Vigabatrin (
Sabril) is a
gamma-aminobutyric acid-
transaminase (GABA-T) inhibitor that is effective in the treatment of certain types of
drug-resistant or uncontrolled
epilepsy but is known to cause microscopic vacuolation (intramyelinic
edema) in the brains of treated rats, mice, and dogs. The effects of high oral doses (300 mg/kg/day) of
vigabatrin administered orally to Beagle dogs were studied during treatment weeks 1-12 and recovery weeks 13, 14, 16, 20, 24, and 28.
Emesis, loose stools, and
anorexia and 3
drug-related deaths were observed during the first 4 wk of treatment but were virtually nonexistent thereafter because of adaptation to the
drug aided by food supplementation.
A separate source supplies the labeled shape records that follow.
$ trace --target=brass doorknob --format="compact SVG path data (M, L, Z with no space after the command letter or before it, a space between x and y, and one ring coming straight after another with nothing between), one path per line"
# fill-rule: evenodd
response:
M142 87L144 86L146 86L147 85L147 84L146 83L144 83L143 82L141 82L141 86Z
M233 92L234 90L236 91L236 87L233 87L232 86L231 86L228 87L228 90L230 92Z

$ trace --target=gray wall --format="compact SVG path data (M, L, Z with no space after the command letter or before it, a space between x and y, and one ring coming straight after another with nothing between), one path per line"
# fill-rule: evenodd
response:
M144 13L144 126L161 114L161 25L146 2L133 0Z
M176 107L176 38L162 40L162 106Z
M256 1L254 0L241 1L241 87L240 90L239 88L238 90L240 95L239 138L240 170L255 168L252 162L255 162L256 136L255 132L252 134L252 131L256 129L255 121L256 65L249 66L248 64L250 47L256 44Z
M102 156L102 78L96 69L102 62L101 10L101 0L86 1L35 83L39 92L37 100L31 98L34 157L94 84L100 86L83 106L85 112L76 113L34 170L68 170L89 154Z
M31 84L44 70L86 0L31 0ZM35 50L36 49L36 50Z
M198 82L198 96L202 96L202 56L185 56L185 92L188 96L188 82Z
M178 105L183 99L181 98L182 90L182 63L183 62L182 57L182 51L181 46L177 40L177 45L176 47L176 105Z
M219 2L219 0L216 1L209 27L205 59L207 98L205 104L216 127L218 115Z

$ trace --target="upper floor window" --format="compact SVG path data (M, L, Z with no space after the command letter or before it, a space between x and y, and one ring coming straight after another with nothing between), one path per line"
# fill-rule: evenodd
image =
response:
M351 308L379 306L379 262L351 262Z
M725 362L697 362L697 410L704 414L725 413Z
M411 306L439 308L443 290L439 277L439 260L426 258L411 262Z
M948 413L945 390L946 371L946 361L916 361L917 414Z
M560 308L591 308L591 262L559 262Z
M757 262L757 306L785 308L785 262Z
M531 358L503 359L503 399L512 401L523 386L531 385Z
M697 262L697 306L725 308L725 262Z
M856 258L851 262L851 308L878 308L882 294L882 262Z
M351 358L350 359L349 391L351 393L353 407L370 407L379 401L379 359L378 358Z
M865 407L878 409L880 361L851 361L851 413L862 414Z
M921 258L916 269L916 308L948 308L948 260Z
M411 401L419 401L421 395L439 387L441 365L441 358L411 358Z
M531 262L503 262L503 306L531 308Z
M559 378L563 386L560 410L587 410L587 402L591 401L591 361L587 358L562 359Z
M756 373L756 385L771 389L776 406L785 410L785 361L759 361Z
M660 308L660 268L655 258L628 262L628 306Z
In more sensitive areas of the brain (columns of the fornix, thalamus, and hypothalamus), microscopic quantitative differences between background vacuolation in controls and
drug-related vacuolation in treated dogs could be delineated after 4 wk, generally reached highest levels of severity between 8 and 12 wk, and were reversible upon cessation of dosing. Inhibition of brain
GABA-T and elevation of brain
GABA were noted after 1 wk of treatment. During the course of treatment
vigabatrin ranged between 4-17 nmol/ml (plasma) and 42-1,570 nmol/ml [cerebrospinal fluid (CSF)] while CSF
GABA concentrations were 4-32 nmol/ml (treated dogs) and 0.1-0.6 nmol/ml (control dogs). Although the cause of
vigabatrin-induced microvacuolation is unknown, the results of the study demonstrated that
GABA-T inhibition with subsequent
GABA elevation occurred within the first week of treatment and was followed by the onset of detectable microvacuolation several weeks later.